Generation Z: Are children conditioned to accept terms and conditions?

17 Dec 2017 09:00h - 10:00h

Event report

[Read more session reports and live updates from the 12th Internet Governance Forum]

This session, moderated by Ms Sabrina Vorbau, European Schoolnet/Insafe, and Ms Sofia Rasgado, Portuguese Safer Internet Centre, discussed online safety for Generation Z.

Children and youth of Generation Z, those born after the 1990s, spend considerable amount of time online. Yet, there is a lack of awareness about the terms and conditions (T&Cs) attached to the use of online platforms and applications (apps). The panel was concerned with the tendency to accept T&Cs without reflection on the implications for privacy and security. While this tendency is also common among adults, children and youth are particularly vulnerable and need additional support to navigate the conditions under which they are online. Further, while members of this generation are often considered digital natives, such descriptions gloss over some of the issues that need to be addressed when young people are online by assuming an innate ability to use digital tools appropriately and safely.

The panel brought together various stakeholders with a view to acknowledge different perspectives and find common solutions. Ms Irina Drexler, No Hate Speech Movement campaign of the Council of Europe, represented the voice of civil society. Mr Deepak Tewari, CEO Privately, represented private sector efforts to foster child safety online by providing technological solutions. Representing the youth, Ms Wilma Westenberg, from the Netherlands, and Mr Charalampos Kyritsis, from Greece, shared their personal experiences and own efforts in promoting child safety online among their peers.
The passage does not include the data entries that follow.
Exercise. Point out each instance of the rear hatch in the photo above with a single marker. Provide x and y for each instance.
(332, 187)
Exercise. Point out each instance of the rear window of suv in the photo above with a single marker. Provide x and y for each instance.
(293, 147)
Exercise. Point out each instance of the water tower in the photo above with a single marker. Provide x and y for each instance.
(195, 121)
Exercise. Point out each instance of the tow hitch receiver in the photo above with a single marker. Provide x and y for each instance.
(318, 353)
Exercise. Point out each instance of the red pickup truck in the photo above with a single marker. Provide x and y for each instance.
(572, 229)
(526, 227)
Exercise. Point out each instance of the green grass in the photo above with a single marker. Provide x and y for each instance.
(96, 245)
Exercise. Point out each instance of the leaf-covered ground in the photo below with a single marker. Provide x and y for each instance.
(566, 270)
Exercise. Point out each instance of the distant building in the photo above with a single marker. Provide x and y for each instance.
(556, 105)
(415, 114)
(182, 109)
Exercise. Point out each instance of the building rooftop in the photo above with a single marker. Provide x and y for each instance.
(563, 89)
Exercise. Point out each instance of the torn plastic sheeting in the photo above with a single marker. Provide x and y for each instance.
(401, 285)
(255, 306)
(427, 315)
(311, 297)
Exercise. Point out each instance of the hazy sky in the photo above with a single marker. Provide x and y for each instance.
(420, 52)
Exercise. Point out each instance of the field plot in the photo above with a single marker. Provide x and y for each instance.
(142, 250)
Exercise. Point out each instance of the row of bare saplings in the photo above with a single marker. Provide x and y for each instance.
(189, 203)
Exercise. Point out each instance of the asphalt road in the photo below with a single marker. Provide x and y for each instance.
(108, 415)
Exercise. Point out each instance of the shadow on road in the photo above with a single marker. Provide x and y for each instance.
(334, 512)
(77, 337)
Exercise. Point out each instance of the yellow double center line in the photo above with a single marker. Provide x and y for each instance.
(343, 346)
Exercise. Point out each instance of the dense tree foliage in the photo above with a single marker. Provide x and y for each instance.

The panel agreed that T&Cs are not user friendly. Westenbeg said that the length and level of technical language of T&Cs prevent most users to understand the conditions that they sign-up to. Kyritsis said that it remains unclear for most users how their data is used and what kinds of advertisements they will be targeted with after signing up for a service.

Tewari emphasised that this is often by design and that T&Cs remain unclear on purpose, owing to power discrepancies between the Internet giants who offer such services and the users and consumers. He stressed that the underlying business model is based on the exchange of a free service in return for personal data. Currently, users have little choice. They can refrain from joining a service or app but this leads to real issues of exclusion.

Drexler  agreed and added that this is a particular issue for children and youth, who place a very high importance on being part of a group. In many cases, refraining from joining a service or app is not an option for them.

Beyond the absence of user friendly T&Cs, Tewari also mentioned that there is currently a lack of procedure for airing grievances, such as a system of ombudsmen, and Drexler mentioned that in some cases T&Cs are not available in a variety of languages, adding an additional barrier for non-native English speaker.

The panel discussed a number of suggestions for improving the experience of T&Cs and enable children and young people to make more informed choices when accepting T&Cs:

  • Westenberg suggested that T&C’s could be explained using short videos, animations, or cartoons.
  • Drexler said that quizzes could highlight key points in a more playful way.
  • Generally, awareness about T&C’s could be promoted through gamification approaches.
  • Tewari suggested that the above could build on technological solutions, such as employing machine learning tools to automatically simplify T&Cs and present them in a user friendly way.
  • Both Westenberg and Kyritsis suggested that school curricula need to go beyond general digital citizenship and need to include awareness of the implications of T&Cs.

Looking to the near future, the EU’s General Data Protection Regulation (GDPR), which will come into effect in May 2018, was mentioned as a positive development in terms of increasing safety and transparency. Yet, panellists agreed that there is a lack of awareness of the GDPR.

Further, the panel agreed that better policies need to be developed and awareness raising needs to be supported. Vorbau said that all stakeholders should be brought together in dedicated processes while Tewari said that policies need to be developed at regional and country levels. Drexler said that civil society needs to make good use of existing toolkits and needs to be supported to continue raising awareness.